Dalam cinta kami, akulah yang berjuang dengan hati. Aku percaya bahwa perasaan bisa menyembuhkan, bahwa ketulusan bisa memperbaiki segalanya. Aku tidak peduli seberapa sulit keadaan, selama kami masih punya alasan untuk saling menggenggam. Tapi dia---ia berjalan dengan logika. Ia mencintaiku, iya, tapi ia juga menimbang segalanya dengan kepala dingin: jarak, waktu, tanggung jawab, realitas.
Kami berdua sama-sama ingin mempertahankan, tapi dengan cara yang berbeda. Aku dengan rasa, dia dengan rencana. Aku menahan dengan harapan, dia mencoba bertahan dengan perhitungan. Dan perlahan, aku mulai sadar: cinta kami tidak runtuh karena kurang cinta, tapi karena cara kami mencintai tidak lagi seimbang.
Setiap kali kami berdebat, aku selalu bicara dengan hati. Aku ingin dia mengerti perasaanku, ketakutanku, rinduku. Tapi dia menjawab dengan logika yang tajam: "Kita harus realistis." Kalimat itu dingin, meski diucapkan dengan suara yang lembut.
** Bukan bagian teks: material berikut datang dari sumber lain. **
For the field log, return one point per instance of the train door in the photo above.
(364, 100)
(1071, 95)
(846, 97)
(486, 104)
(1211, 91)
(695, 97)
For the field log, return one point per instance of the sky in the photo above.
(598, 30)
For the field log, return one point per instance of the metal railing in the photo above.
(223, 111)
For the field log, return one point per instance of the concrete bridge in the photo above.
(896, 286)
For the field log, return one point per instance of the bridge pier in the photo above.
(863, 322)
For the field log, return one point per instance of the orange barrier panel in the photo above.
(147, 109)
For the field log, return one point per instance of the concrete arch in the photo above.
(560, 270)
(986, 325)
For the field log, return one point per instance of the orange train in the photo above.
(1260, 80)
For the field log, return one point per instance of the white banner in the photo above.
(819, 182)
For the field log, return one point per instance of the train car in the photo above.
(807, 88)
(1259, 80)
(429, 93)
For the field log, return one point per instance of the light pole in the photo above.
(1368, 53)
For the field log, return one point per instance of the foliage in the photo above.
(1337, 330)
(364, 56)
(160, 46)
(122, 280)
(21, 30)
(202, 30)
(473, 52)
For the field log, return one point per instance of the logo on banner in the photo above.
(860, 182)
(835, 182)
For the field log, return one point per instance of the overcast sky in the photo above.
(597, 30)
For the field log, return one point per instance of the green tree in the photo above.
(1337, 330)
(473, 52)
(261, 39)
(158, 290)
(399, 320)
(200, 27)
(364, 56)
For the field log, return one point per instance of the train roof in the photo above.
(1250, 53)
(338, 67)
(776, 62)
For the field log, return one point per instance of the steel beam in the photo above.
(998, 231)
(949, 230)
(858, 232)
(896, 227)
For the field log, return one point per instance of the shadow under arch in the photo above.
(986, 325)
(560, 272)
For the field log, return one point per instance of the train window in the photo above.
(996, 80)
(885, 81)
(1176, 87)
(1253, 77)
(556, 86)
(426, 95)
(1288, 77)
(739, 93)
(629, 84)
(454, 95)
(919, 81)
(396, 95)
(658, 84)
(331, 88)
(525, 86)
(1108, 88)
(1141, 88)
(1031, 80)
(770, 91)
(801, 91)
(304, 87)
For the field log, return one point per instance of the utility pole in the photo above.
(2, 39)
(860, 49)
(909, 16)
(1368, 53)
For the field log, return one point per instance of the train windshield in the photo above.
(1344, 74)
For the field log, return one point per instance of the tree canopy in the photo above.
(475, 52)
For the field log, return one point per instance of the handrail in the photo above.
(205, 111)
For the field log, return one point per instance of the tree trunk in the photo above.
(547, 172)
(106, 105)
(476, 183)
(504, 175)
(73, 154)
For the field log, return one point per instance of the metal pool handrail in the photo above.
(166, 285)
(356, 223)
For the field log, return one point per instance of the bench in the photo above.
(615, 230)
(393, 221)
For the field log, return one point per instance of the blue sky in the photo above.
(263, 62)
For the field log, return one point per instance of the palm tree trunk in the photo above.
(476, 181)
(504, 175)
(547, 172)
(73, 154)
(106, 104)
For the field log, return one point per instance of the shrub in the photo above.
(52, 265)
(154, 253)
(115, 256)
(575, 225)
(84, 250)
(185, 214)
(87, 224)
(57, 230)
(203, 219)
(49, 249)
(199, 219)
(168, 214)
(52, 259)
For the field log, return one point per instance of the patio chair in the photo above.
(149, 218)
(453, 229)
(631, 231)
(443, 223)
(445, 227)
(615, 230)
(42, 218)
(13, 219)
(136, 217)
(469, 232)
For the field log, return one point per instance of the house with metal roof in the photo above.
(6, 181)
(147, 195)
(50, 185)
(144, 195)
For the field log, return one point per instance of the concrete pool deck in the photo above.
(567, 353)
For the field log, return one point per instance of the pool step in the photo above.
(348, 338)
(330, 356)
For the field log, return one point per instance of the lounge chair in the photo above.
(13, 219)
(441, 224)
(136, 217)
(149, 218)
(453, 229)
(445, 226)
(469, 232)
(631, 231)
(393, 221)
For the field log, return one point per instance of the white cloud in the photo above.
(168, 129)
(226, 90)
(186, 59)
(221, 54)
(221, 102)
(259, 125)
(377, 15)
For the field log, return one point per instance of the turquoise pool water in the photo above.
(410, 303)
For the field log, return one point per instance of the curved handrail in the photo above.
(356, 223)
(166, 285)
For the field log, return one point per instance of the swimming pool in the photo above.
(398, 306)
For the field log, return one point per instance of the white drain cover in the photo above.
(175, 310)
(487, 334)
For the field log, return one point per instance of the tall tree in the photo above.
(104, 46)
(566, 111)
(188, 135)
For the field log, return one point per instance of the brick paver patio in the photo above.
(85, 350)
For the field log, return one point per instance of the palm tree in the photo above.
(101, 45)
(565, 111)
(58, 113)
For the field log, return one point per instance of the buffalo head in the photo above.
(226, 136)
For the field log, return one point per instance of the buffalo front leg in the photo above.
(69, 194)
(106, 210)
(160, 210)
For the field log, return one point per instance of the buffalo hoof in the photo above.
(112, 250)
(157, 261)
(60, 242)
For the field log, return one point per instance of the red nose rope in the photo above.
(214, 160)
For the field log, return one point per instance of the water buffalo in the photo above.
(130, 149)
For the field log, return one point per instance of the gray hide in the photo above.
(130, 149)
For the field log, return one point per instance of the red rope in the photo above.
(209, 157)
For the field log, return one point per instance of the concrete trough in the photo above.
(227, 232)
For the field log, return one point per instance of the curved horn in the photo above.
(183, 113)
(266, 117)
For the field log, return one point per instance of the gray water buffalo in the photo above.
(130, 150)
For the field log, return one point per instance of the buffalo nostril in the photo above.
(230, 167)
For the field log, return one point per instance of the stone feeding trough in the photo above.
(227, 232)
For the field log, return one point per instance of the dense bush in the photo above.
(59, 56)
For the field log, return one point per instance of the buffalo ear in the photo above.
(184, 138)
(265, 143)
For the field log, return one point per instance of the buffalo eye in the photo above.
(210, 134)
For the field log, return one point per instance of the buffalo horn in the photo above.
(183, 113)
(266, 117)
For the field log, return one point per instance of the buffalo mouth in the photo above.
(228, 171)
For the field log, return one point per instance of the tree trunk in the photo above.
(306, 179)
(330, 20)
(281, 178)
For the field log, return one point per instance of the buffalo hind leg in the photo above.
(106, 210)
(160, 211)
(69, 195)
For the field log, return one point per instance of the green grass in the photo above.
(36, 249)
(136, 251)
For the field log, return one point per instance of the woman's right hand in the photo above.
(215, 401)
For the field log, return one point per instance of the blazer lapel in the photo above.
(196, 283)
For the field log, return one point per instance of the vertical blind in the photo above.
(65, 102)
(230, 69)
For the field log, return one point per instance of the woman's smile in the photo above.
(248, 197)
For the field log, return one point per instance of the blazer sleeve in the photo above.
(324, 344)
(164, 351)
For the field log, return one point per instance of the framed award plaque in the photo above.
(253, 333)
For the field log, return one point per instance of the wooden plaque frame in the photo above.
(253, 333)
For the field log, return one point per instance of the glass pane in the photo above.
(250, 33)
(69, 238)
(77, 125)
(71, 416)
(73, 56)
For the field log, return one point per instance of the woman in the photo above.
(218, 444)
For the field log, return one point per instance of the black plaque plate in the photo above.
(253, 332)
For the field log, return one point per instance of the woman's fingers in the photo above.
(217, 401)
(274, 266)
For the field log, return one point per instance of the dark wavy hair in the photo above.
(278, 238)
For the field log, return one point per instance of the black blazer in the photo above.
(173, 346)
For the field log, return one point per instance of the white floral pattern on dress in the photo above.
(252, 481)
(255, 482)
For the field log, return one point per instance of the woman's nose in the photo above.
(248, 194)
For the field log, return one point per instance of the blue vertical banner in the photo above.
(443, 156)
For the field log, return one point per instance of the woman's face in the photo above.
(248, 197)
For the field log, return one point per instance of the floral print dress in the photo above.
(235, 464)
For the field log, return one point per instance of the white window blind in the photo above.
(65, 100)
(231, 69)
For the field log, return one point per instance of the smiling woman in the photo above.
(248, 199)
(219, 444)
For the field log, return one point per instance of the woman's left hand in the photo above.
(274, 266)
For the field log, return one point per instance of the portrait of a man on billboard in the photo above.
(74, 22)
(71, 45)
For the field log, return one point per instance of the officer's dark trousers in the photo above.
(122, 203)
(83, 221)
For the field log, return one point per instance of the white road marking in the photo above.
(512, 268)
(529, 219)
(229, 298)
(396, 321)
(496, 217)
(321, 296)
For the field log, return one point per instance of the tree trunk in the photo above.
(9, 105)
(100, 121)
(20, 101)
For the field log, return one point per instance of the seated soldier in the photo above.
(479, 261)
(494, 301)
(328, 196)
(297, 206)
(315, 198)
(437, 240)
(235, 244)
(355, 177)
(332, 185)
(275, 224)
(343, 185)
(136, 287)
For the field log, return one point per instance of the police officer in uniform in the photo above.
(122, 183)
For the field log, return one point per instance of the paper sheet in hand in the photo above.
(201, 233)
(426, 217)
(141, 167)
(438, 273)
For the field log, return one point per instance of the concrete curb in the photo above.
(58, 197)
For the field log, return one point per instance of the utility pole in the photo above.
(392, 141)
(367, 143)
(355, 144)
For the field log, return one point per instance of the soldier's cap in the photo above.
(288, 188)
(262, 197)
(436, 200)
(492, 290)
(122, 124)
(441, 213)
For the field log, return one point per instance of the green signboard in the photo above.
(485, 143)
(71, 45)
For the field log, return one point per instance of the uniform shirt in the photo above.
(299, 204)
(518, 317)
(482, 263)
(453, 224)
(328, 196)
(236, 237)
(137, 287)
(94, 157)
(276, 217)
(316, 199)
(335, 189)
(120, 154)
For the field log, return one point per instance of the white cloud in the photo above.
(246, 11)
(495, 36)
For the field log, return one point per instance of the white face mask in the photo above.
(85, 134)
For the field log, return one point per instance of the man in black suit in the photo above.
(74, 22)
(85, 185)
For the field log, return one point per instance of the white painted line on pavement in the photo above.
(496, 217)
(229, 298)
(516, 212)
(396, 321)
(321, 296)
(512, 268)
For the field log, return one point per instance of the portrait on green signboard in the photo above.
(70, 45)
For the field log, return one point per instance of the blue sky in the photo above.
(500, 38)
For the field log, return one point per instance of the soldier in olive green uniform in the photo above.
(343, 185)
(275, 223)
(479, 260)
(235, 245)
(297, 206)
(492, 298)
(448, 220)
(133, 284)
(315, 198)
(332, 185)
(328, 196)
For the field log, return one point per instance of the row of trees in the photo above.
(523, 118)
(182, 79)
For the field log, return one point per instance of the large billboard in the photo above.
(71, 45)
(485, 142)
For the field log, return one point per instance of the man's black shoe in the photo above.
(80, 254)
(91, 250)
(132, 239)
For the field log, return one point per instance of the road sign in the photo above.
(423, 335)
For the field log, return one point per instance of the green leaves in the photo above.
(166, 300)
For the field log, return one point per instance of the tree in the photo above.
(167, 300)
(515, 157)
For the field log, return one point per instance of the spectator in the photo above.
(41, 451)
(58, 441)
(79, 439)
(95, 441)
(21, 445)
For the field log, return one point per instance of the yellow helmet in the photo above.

Di saat aku menangis karena takut kehilangan, dia berdiam diri, mencoba terlihat kuat---padahal aku tahu, dia pun sedang menahan perih yang sama.
Dia bilang, hidup tidak cukup hanya dengan cinta. Aku tahu dia benar. Tapi aku juga tahu, hidup tanpa cinta terasa hampa. Aku tidak menolak logikanya, hanya berharap dia mau memberi sedikit ruang bagi perasaan. Tapi semakin lama, ruang itu semakin sempit, sampai akhirnya aku merasa seperti berbicara pada dinding yang tak lagi bisa kudobrak.
Malam-malam kami berubah. Yang dulu penuh tawa kini diisi hening panjang. Aku mencoba bercerita, dia menjawab seperlunya. Aku masih berjuang, tapi aku bisa merasakan jarak yang tumbuh pelan-pelan, seperti dinding kaca yang bening---tidak terlihat, tapi jelas terasa.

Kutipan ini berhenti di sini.